A moving experience with sushi at Wasabi

Cheap eats

December 07, 2011|By Ike DeLorenzo, Globe Correspondent

WASABI Natick Mall, 1245 Worcester St., Natick, 508-720-0326. All major credit cards. Wheelchair accessible.

Prices Appetizers $3.50-$5. Entrees $3-$10. Desserts $3-$3.50.

Hours Mon-Sat 11 a.m.-9 p.m., Sun noon-6 p.m.

Liquor Beer, wine, and sake in January.

May we suggest Tobiko sushi, salmon nigiri, tuna nigiri, flounder nigiri, shrimp tempura roll.

It takes a while to make sense of what’s going on at the four-month-old Wasabi. Most of the standard restaurant conventions - ordering, pricing, courses, menus - have been turned upside-down in a space with no walls and few right angles. Snaking through the dining area, a divided stainless steel conveyor belt curves like a surreal bi-directional river. Along its banks, diners in plush booths are encouraged to grab brightly patterned plates of sushi that float along on 300 elevated white discs.

There’s seating for 100 here, in a bright expanse in the upscale Natick Mall.
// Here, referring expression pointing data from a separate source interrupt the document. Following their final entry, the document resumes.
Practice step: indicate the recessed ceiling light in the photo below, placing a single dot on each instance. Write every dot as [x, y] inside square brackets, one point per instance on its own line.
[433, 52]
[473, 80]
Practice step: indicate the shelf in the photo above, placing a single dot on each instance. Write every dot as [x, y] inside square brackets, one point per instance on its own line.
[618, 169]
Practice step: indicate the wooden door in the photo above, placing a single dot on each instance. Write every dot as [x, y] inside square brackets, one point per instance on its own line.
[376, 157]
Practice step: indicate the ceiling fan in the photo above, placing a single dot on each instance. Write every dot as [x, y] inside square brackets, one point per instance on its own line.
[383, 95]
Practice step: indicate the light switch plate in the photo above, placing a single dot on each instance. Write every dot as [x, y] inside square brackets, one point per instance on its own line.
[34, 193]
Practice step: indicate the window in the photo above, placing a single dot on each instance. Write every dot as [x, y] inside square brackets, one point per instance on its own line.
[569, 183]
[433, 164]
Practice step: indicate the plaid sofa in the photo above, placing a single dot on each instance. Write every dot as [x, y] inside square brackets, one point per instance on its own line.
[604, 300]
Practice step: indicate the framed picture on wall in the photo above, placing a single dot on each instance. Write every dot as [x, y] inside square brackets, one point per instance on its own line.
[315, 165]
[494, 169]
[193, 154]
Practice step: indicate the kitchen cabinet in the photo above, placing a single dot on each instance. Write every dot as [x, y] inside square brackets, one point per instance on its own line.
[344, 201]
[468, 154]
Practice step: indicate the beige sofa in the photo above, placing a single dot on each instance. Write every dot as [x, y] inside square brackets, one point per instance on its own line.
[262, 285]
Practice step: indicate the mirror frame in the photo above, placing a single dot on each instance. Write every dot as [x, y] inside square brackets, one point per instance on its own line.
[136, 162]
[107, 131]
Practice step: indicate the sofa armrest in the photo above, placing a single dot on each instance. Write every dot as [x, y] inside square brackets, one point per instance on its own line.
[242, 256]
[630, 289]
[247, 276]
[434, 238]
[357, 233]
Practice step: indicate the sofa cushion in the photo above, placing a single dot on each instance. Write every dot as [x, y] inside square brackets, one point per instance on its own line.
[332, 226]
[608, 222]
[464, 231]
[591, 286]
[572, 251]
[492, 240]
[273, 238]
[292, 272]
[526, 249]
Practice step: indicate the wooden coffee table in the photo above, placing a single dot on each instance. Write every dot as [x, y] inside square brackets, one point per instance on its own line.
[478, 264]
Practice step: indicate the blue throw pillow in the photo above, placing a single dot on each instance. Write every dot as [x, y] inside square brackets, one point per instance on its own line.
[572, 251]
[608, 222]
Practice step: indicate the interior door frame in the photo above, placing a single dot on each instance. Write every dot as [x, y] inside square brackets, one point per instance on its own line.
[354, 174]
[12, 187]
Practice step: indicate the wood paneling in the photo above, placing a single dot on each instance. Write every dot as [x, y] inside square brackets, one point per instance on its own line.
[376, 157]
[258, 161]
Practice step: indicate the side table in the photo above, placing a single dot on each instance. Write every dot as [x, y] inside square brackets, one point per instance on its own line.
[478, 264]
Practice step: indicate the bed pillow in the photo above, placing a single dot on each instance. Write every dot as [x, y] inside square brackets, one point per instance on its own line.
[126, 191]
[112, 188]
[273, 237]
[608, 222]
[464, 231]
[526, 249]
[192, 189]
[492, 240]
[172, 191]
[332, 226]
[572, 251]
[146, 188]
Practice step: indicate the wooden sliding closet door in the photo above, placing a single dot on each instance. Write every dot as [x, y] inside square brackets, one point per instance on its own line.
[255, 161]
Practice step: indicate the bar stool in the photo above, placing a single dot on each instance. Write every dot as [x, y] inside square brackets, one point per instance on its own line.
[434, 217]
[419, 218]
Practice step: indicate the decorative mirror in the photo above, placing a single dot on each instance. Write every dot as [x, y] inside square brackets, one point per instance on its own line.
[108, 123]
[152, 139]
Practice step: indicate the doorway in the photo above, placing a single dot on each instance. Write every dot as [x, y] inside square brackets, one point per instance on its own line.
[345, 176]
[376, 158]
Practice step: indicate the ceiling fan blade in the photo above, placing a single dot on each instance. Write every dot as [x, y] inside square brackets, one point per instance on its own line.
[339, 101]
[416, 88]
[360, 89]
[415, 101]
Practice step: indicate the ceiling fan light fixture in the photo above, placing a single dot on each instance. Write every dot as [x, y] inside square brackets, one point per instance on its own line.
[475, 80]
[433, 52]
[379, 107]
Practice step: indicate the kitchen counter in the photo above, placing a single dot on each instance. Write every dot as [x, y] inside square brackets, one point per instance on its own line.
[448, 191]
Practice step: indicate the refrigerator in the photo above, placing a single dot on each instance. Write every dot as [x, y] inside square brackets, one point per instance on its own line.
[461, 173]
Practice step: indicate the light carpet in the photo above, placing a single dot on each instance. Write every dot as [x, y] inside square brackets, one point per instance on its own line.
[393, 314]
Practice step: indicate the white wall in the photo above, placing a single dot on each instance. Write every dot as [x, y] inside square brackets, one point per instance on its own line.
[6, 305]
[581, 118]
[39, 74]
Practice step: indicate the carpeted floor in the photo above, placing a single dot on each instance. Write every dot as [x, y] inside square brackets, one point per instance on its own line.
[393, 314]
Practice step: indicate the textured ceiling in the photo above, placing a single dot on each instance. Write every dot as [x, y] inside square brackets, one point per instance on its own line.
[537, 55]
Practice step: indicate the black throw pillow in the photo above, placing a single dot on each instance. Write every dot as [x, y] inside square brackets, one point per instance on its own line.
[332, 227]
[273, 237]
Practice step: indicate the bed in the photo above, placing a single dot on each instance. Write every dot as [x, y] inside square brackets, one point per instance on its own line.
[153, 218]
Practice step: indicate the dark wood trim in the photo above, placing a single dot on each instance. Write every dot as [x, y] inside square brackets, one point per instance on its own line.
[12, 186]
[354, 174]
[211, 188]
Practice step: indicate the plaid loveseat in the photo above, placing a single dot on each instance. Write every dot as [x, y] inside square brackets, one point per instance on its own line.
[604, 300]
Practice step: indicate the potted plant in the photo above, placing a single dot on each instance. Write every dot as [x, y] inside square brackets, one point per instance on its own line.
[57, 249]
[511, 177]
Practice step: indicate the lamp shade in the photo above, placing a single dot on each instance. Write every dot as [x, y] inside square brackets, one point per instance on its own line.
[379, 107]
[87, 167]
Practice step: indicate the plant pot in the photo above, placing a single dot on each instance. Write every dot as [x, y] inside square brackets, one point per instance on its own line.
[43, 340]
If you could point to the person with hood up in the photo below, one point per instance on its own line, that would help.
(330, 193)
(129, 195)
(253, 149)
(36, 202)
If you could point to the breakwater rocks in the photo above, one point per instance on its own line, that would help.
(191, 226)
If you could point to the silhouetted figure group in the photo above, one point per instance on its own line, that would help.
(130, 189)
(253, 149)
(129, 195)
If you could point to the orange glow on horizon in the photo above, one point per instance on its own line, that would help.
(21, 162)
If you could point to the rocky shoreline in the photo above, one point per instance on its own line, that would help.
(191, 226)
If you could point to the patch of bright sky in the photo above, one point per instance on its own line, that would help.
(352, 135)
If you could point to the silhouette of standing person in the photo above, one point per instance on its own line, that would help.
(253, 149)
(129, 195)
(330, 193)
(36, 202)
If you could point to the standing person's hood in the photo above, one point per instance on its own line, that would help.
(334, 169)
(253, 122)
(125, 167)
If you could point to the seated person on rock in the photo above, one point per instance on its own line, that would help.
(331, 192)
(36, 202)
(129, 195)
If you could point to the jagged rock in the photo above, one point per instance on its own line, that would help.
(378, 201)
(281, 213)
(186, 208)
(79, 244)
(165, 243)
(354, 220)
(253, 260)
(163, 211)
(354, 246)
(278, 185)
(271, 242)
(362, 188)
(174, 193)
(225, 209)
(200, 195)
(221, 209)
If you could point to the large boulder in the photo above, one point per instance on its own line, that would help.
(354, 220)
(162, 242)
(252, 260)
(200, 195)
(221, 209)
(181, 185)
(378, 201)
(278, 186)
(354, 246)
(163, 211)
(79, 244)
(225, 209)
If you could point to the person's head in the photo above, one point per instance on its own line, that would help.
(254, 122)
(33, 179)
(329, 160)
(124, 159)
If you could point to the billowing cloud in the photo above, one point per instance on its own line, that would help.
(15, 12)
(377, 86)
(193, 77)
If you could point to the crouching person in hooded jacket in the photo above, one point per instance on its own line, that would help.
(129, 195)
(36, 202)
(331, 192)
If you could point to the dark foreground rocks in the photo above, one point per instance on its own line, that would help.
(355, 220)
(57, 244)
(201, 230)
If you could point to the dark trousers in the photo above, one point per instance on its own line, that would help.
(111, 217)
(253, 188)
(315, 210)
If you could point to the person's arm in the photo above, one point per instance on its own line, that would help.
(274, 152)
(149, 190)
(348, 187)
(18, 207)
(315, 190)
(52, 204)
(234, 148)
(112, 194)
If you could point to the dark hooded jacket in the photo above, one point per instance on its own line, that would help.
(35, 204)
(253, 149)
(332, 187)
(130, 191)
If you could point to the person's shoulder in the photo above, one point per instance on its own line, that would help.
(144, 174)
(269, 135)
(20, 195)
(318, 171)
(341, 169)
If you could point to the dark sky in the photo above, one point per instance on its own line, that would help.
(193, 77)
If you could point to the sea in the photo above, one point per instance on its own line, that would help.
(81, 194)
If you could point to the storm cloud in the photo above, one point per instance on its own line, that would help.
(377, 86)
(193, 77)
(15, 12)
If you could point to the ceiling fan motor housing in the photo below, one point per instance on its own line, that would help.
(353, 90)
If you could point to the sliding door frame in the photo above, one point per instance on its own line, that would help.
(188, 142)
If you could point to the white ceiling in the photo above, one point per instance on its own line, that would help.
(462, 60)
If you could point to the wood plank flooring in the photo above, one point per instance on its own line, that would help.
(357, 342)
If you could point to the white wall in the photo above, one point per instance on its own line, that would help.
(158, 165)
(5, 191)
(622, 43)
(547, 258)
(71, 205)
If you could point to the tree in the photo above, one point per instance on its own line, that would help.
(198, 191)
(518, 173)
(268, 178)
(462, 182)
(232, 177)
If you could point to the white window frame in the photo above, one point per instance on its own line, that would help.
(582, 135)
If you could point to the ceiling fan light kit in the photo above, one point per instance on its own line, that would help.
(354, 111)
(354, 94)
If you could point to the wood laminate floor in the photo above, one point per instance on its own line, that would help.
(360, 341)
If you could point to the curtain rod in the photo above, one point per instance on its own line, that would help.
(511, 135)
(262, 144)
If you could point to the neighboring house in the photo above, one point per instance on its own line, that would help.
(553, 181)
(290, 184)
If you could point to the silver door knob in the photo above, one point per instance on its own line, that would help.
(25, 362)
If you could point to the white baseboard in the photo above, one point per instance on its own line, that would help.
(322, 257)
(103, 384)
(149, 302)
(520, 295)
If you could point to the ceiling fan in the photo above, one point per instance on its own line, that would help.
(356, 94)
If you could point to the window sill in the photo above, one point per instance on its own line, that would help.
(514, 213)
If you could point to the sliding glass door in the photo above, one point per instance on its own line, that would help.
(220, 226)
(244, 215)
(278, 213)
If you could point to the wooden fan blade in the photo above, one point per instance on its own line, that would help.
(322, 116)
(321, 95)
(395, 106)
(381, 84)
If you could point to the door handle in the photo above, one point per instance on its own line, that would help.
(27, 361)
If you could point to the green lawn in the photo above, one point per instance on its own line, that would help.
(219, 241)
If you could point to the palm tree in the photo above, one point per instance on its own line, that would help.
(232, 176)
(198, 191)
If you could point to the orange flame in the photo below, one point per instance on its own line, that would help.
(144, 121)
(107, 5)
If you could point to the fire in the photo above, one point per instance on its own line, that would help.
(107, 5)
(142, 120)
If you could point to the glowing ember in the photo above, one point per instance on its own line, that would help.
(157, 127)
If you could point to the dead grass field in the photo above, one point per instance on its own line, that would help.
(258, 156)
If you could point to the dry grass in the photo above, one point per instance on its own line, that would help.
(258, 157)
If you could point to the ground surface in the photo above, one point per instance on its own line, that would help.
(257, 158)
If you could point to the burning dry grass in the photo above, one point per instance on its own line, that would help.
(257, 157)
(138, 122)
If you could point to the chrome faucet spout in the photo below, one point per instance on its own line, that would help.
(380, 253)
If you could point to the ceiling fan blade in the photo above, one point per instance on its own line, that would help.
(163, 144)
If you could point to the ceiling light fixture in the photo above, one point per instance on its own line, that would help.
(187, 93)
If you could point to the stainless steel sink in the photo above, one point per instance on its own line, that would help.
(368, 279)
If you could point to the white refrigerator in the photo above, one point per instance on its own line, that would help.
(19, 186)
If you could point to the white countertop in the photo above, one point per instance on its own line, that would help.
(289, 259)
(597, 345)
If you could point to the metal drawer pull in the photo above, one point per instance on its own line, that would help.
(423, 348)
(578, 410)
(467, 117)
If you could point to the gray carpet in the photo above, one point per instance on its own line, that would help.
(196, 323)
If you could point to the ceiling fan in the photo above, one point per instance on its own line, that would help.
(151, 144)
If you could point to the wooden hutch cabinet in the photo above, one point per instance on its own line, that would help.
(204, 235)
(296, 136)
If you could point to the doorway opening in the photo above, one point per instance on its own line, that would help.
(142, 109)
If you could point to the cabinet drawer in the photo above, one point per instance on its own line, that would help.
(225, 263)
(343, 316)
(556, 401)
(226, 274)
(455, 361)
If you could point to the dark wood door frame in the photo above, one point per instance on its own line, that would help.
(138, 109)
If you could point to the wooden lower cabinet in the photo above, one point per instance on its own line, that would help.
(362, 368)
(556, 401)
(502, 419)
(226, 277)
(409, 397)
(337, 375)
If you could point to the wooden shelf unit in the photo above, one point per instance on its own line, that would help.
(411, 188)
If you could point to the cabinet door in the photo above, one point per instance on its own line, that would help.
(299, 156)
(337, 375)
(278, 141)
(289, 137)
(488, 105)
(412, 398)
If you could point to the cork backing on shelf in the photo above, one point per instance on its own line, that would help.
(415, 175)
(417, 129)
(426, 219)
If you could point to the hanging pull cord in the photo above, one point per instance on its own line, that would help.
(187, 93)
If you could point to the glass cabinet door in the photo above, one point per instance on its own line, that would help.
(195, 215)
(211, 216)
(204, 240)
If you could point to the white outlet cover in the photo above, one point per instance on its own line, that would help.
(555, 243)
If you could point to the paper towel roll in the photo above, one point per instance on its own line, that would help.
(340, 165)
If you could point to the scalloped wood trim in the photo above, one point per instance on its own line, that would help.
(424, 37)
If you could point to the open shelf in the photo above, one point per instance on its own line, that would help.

A grove of faux-willow trees rustle in a ventilator breeze, while shoppers stroll by with curious glances at the robo-restaurant.

The Natick location is the company’s third and largest. Soon to come: South Shore Plaza in Braintree, and five new outposts in Los Angeles. None will match Natick in size.

The fish served at Wasabi is, in general, as fresh and flavorful as you can find at any lower-cost sushi bar. The variable becomes the skill of the sushi chef, and at Wasabi, it is indeed variable.

On some nights, sushi is correctly cut with respect to the grain of the fish, and maki rolls are pleasantly precise. With luck you will arrive on such a night. At other times, maki rolls are comically misshapen; sashimi chopped to a grisly fare-thee-well. The skills of the chef-on-duty seem to vary dramatically.

Through it all, the simplest salmon ($3.50), tuna ($4), and flounder ($4) nigiri - just a slab of fish on a pad of rice - are consistently excellent. These three fish are shipped fresh to the restaurant. Other varieties arrive flash-frozen, but these can also shine in simple preparations. Among them, escolar (called “white tuna’’ here, $4) and Japanese yellowtail ($4).

The five varieties of melamine plates you can grab off the conveyor are color-coded according to price, from $2.50 to $5. When you’re done, stack the plates, and pay at the end. In Japan, such kaiten-zushi restaurants are often regarded as tacky, even unseemly. Abroad we can have fun. In California, elaborate boats bring the plates to you in a water-filled canal. In Australia scale trains chug by. In England, it’s little double-decker buses.